Vomiting
Paediatrics
Introduction
Vomiting in children is a common symptom with various causes, including infections, gastrointestinal issues, and more serious conditions like intestinal obstruction. Taking a medical history involves assessing the onset, duration, frequency, and appearance of vomit, along with associated symptoms such as fever, abdominal pain, or dehydration. This helps identify the underlying cause and guide appropriate management.
WIPER
W – Wash/Sanitise hands.
I – Introduce yourself and establish patient demographics. Confirm the childs name and the relationship of the accompanying adult.
P- Permission, taking consent
E – Expose the patient (if needed)
R- Reposition
Presenting Complaint
Onset – When did he/she first start vomiting? What were they doing at the time? How much vomit did they bring up?
Character/colour – What colour is the vomit? Does it have any blood, mucus or bile in it?
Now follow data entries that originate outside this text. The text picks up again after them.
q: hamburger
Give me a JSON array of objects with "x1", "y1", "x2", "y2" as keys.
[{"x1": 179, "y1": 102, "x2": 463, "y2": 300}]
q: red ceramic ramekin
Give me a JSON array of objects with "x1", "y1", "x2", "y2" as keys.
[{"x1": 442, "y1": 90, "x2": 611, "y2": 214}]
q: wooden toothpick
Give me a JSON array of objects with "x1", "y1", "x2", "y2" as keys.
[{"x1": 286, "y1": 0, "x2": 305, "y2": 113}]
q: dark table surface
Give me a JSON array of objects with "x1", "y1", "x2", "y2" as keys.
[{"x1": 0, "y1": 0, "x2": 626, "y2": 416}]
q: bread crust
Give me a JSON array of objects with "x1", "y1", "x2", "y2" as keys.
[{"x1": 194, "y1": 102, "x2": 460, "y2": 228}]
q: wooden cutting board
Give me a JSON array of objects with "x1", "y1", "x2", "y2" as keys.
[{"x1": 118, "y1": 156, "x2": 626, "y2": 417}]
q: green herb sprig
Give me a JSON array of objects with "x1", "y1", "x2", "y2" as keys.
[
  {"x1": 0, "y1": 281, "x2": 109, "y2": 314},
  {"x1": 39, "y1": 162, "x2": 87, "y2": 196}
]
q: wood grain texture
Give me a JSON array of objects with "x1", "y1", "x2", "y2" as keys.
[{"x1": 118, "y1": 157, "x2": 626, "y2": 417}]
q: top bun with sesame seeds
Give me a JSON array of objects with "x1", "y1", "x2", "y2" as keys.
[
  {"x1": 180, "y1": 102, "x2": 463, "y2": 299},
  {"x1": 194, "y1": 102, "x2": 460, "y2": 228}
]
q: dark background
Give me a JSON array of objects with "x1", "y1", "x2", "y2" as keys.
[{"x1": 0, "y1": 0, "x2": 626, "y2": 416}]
Is the vomiting projectile, posseting or regurgitating back?
– Does the child get reflux with or before vomiting?
Associated features
General health– Has the child been ill or irritable recently aside from the vomiting?
Bowels – Have you noticed any changes in their bowel movements? Is there diarrhoea or constipation?
Urine – Have you noticed any changes in their urine? Does the child complain of pain? Is the urine smelly?
Height and Weight– Have they lost any weight since the symptoms started?
Timing – How long does the episode last for? Is the vomiting associated with their eating and drinking time?
Exacerbating/relieving factors – Anything in particular that brings the vomiting on/makes it worse? Is it worse when the child is sitting or lying down? Has the carer tried any OTC medication (e.g. Gaviscon)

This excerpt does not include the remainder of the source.